Paul McCartney’s dad worked as a salesman
McCartney was born June 18, 1942, to Jim and Mary McCartney. The couple married in 1941. Jim worked as a cotton salesman, and Mary was a midwife. When McCartney was born, Jim was also working as a firefighter at night.
Though Jim had a respectable job, his career was less lucrative than Mary’s work as a midwife. When she died in 1956, McCartney’s first reaction was to wonder aloud how the family would survive without her income.
“The first thing I said was, ‘What are we going to do without her money?'” McCartney said, per the book The Beatles: The Authorized Biography by Hunter Davies.
Both McCartney and his younger brother Mike felt guilty about this comment for months.
He wept when the future Beatle was born because of how bad he looked
McCartney was born in a private ward at the hospital because his mother had once been in charge of the maternity ward. Jim could also visit whenever he liked because of his wife’s former position, so he was able to see his son immediately after he was born. Jim was shocked at the sight of him.
“He looked awful, I couldn’t get over it,” he said. “Horrible. He had one eye open, and he just squawked all the time. They held him up and he looked like a horrible piece of red meat. When I got home I cried, the first time for years and years.”
Ultimately, though, the young McCartney grew into his looks.

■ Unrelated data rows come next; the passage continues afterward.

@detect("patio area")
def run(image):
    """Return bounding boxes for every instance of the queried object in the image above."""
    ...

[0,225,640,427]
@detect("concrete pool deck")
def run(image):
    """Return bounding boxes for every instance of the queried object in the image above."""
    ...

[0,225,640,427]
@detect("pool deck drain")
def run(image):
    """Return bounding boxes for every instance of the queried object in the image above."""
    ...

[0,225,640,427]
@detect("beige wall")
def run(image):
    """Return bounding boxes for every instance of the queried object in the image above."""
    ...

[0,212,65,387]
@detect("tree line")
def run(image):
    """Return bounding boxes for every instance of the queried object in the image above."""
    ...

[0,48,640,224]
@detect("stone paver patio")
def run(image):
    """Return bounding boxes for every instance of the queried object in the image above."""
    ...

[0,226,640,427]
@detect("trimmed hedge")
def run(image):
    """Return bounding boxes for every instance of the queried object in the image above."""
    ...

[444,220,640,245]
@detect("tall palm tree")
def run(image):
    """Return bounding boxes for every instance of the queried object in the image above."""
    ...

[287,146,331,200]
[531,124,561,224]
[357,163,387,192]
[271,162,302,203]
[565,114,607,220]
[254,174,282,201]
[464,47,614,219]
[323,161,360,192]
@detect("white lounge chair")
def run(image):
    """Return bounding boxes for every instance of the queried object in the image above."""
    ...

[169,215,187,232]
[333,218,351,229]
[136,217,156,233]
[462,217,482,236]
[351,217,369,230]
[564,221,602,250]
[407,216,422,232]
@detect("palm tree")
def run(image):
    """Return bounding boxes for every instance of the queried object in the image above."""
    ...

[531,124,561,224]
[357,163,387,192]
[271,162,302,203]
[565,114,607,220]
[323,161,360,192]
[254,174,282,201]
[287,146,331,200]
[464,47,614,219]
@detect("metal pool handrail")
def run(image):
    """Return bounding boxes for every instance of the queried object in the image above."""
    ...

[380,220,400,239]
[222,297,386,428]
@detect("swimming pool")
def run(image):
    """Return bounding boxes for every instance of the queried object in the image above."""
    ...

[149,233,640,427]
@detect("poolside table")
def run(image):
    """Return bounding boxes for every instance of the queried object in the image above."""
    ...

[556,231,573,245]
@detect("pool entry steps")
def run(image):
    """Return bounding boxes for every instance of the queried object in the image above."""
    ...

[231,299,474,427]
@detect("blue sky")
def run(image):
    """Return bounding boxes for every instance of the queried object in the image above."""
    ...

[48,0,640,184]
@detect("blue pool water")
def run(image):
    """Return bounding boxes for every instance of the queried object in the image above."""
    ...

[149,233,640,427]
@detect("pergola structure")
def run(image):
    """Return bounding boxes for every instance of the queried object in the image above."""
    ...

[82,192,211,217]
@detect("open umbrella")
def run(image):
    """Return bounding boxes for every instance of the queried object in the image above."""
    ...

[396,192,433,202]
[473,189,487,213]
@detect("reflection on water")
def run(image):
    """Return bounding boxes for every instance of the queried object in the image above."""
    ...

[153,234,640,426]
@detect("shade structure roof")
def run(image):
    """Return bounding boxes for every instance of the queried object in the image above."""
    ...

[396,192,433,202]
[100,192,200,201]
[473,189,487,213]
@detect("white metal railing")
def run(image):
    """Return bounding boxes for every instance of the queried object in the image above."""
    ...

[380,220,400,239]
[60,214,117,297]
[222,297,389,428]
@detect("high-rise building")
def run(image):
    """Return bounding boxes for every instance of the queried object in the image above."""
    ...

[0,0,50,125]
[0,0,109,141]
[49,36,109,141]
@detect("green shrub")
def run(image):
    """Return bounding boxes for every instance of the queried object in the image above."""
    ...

“But the next day he looked more human,” Jim said. “And every day after that he got better and better. He turned out a lovely baby in the end.”
Paul McCartney said his dad helped shape his outlook on the world
McCartney said that as he grew up, he inherited much of his outlook and temperament from his father.
“I’m very practical, and my father was very sensible and raised me to be a sensible cat,” he told GQ in 2018.
He explained that he was much more cautious than his bandmate John Lennon because of his father.
“I’m more careful in everything,” he said. “My dad is a very strong factor in this. He was an ordinary working-class guy, very intelligent, very good with words, but his whole philosophy was to think it out a bit. So that, that turned out to be my sort of way. Whereas John, you’ve got to remember, didn’t have a father. John didn’t even have an uncle. He went to live with the uncle — the uncle died. His dad had run away. So John felt like he was a jinx on the male line, he told me. I had a father. He was always spouting to be tolerant. Moderation. These were words he used a lot, and I think I listened.”